The core of the garden is a lovely cove forest of older hinoki and sugi with lots of amazing maples. On a sunny day this place is just heaven on earth. Lucky us, it was a sunny, cool day!






Within this cove forest garden were several traditional design houses you can rent for private parties. Pretty beautiful stuff. Partying in the garden! Pricey, I'm sure.


----------



## parvi_17 (Apr 30, 2010)

I love seeing all your photos of Japan! They make me want to live there.


----------



## JeanLux (Apr 30, 2010)

Very nice pics of those maples, azalea blooms and of course calanthe!!! I like all of these a lot!!! Thanks Tom!!! Jean


----------



## etex (Apr 30, 2010)

Awesome scenery and great blooms! The calanthe and the eye-catching azalea are amazing! Great photos! Thanks, Tom for showing us this beautiful and serene place!


----------



## Dido (Apr 30, 2010)

Nice pictures as always. 

Like the Calanthe, hope one of my ones get so big one day.


----------



## Lanmark (Apr 30, 2010)

For a very long time I've wanted to live in Japan. Your photos show the parts of Japan which make me feel this way.


----------



## Hera (Apr 30, 2010)

Enchanting!!


----------



## SlipperFan (Apr 30, 2010)

I've always been amazed at how beautifully "put-together" Japanese gardens are.


----------



## goldenrose (May 1, 2010)

:drool::drool::drool:


----------



## biothanasis (May 1, 2010)

Very beautiful scenery and great shots!! Thank you Tom!!


----------



## KyushuCalanthe (May 1, 2010)

Glad you all enjoyed the shots.



Lanmark said:


> For a very long time I've wanted to live in Japan. Your photos show the parts of Japan which make me feel this way.



I can understand your interest, but I highly recommend visiting first. It is crowded beyond belief and that takes time getting used to.
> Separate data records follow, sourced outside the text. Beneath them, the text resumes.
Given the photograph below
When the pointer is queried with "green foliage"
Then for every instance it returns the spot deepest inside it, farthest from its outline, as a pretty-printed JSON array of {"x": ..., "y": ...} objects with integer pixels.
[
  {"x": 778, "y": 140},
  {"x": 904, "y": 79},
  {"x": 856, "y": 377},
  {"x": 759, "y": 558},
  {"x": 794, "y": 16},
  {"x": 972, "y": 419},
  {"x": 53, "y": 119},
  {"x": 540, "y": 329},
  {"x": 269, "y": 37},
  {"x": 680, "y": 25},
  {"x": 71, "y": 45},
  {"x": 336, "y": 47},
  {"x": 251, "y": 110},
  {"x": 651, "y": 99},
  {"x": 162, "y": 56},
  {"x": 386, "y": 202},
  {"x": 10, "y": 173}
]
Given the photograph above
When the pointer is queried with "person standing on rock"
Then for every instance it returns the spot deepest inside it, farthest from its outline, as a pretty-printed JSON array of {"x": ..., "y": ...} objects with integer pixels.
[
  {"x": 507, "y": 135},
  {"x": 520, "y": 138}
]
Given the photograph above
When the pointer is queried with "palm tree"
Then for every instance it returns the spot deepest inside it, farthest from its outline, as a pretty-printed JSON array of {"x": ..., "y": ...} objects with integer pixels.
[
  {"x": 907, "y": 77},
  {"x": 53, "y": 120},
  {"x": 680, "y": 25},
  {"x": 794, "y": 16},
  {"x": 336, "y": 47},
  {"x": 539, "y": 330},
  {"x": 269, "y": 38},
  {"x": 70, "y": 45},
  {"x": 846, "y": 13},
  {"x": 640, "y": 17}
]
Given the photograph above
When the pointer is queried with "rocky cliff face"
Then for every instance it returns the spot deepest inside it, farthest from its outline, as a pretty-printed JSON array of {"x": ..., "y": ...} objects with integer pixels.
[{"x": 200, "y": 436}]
What you don't see in these photos are the thousands of people all over the place. I waited to take several of the shots for people to move, or shot the pics just above all their heads, or had to hurry up to get out of way of the streams of people. Asia is an intense place, packed to capacity. If that ain't your thing, well, it's tough going....


----------



## goldenrose (May 2, 2010)

The splendors of spring!:clap::clap::drool: 
and captured so well!


----------